Photo-Illustration: Intelligencer; Photo: Getty Images
You can divide the recent history of LLM data scraping into a few phases. There was for years an experimental period, when ethical and legal considerations about where and how to acquire training data for hungry experimental models were treated as afterthoughts. Once apps like ChatGPT became popular and companies started commercializing models, the matter of training data became instantly and extremely contentious.
Authors, filmmakers, musicians, and major publishers and internet companies started calling out AI firms and filing lawsuits. OpenAI started making individual deals with publishers and platforms — including Reddit and New York’s owner company, Vox Media — to ensure ongoing access to data for training and up-to-date chat content, while other companies, including Google and Amazon, entered into licensing deals of their own. Despite these deals and legal battles, however, AI scraping became only more widespread and brazen, leaving the rest of the web to wonder what, exactly, is supposed to happen next.
They’re up against sophisticated actors. Lavishly funded start-ups and tech megafirms are looking for high-quality data wherever they can find it, offline and on, and web scraping has turned into an arms race. There are scrapers masquerading as search engines or regular users, and blocked companies are building undercover crawlers. Website operators, accustomed to having at least nominal control over whether search engines index their content, are seeing the same thing in their data: swarms of voracious machines making constant attempts to harvest their content, spamming them with billions of requests. Internet infrastructure providers are saying the same thing: AI crawlers are going for broke. A leaked list of sites allegedly scraped by Meta, obtained by Drop Site News, includes “copyrighted content, pirated content, and adult videos, some of whose content is potentially illegally obtained or recorded, as well as news and original content from prominent outlets and content publishers.” This is neither surprising nor unique to one company. It’s closer to industry-standard practice.
For decades, the most obvious reason to crawl the web was to build a useful index or, later, a search engine like Google. A Google crawl meant you had a chance to show up in search results and actual people might visit your website. AI crawlers offer a different proposition. They come, they crawl, and they copy. Then they use that copied data to build products that in many cases compete with their sources (see: Wikipedia or any news site) and at most offer in return footnoted links few people will follow (see: ChatGPT Search and Google’s AI Mode). For an online-publishing ecosystem already teetering on the edge of collapse, such an arrangement looks profoundly grim. AI firms scraped the web to build models that will continue to scrape the web until there’s nothing left.
In June, Cloudflare, an internet infrastructure firm that handles a significant portion of online traffic, announced a set of tools for tracking AI scraping and plans to build a “marketplace” that would allow sites to set prices for “accessing and taking their content to ingest into these systems.” This week, a group of online organizations and websites — including Reddit, Medium, Quora, and Cloudflare competitor Fastly — announced the RSL standard, short for Really Simply Licensing (a reference to RSS, or Really Simple Syndication, some co-creators of which are involved in the effort). The idea is simple: With search engines, publishers could indicate whether they wanted to be indexed, and major search engines usually obliged; now, under more antagonistic circumstances, anyone who hosts content will be able to indicate not just whether the content can be scraped but how it should be attributed and, crucially, how much they want to charge for its use, either individually or as part of a coordinated group.

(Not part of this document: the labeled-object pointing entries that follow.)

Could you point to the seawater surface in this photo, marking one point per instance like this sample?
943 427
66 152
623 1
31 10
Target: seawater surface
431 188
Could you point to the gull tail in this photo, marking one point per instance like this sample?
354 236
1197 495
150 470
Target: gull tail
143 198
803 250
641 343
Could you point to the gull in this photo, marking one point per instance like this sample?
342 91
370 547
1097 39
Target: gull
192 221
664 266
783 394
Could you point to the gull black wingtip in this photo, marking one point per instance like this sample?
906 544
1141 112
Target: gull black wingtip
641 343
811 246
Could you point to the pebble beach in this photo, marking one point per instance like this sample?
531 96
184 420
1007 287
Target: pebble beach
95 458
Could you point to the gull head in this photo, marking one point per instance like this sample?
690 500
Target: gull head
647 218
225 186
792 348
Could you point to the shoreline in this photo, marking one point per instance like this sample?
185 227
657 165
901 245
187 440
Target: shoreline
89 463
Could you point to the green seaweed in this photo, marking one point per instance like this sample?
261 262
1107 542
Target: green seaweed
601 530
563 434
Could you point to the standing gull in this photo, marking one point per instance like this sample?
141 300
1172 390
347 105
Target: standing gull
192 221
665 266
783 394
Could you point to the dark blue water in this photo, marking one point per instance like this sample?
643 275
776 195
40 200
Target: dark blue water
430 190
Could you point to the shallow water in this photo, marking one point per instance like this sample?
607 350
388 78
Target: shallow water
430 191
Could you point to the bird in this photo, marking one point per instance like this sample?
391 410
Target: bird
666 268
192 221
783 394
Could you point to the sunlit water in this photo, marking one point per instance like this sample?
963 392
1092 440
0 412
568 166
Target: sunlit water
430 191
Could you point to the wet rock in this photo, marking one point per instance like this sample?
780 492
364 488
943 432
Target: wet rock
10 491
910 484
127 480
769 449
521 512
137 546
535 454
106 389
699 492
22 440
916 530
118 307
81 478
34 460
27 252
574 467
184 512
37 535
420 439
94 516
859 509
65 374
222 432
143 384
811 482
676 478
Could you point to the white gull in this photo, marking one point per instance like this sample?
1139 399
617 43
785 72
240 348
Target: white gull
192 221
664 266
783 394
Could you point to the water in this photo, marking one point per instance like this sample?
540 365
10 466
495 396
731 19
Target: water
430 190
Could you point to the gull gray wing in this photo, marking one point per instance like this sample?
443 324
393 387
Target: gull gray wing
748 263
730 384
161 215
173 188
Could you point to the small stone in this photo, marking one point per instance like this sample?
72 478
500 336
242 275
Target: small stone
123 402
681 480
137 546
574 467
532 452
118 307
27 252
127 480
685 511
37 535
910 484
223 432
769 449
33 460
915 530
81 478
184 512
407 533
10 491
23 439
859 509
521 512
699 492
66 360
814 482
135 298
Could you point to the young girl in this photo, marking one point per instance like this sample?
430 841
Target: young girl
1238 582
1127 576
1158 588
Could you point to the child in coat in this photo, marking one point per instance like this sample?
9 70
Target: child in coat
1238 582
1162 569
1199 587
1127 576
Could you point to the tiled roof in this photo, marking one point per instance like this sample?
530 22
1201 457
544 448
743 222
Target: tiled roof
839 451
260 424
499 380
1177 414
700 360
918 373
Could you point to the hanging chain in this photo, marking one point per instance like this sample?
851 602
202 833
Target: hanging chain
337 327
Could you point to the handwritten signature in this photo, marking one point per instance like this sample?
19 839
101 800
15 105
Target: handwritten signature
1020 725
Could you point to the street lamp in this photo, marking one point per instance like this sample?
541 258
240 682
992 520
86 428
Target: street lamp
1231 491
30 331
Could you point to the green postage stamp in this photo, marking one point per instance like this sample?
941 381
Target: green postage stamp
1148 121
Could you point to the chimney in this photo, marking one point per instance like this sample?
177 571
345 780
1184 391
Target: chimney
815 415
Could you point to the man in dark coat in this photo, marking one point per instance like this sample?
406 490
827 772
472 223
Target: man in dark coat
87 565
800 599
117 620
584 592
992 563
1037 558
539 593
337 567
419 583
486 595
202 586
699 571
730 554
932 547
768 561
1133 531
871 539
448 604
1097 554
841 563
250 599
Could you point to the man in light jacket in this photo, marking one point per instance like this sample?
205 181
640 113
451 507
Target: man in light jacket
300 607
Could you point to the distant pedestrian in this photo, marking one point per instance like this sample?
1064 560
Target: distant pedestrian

As far as getting major AI firms to pay up, not to mention the hundreds of smaller firms that are also scraping, RSL is clearly an aspirational effort, and I doubt the first step here is for Meta or OpenAI to instantly cave and start paying royalties to WebMD. Combined with the ability to use services like Cloudflare and Fastly to more effectively block AI firms, though, it does mark the beginning of a potentially major change. For most websites, AI crawling has so far been a net negative, and there isn’t much to lose by shutting it down (with the exception of Google, which crawls for its Search and AI products using the same tools). Now, with the backing of internet infrastructure firms that can actually keep pace with big tech’s scraping tactics, they can. (Tech giants haven’t been above scraping one another’s content, but they’re far better equipped to stop it if they want to.)
A world in which a majority of public websites become invisible to AI firms by default is a world in which firms that have depended on relatively unfettered access to the web could start hurting for up-to-date information, be it breaking news, fresh research, new products, or just ambient culture and memes. They may not be inclined to pay everyone, but they may eventually be forced to pay someone, through RSL or otherwise.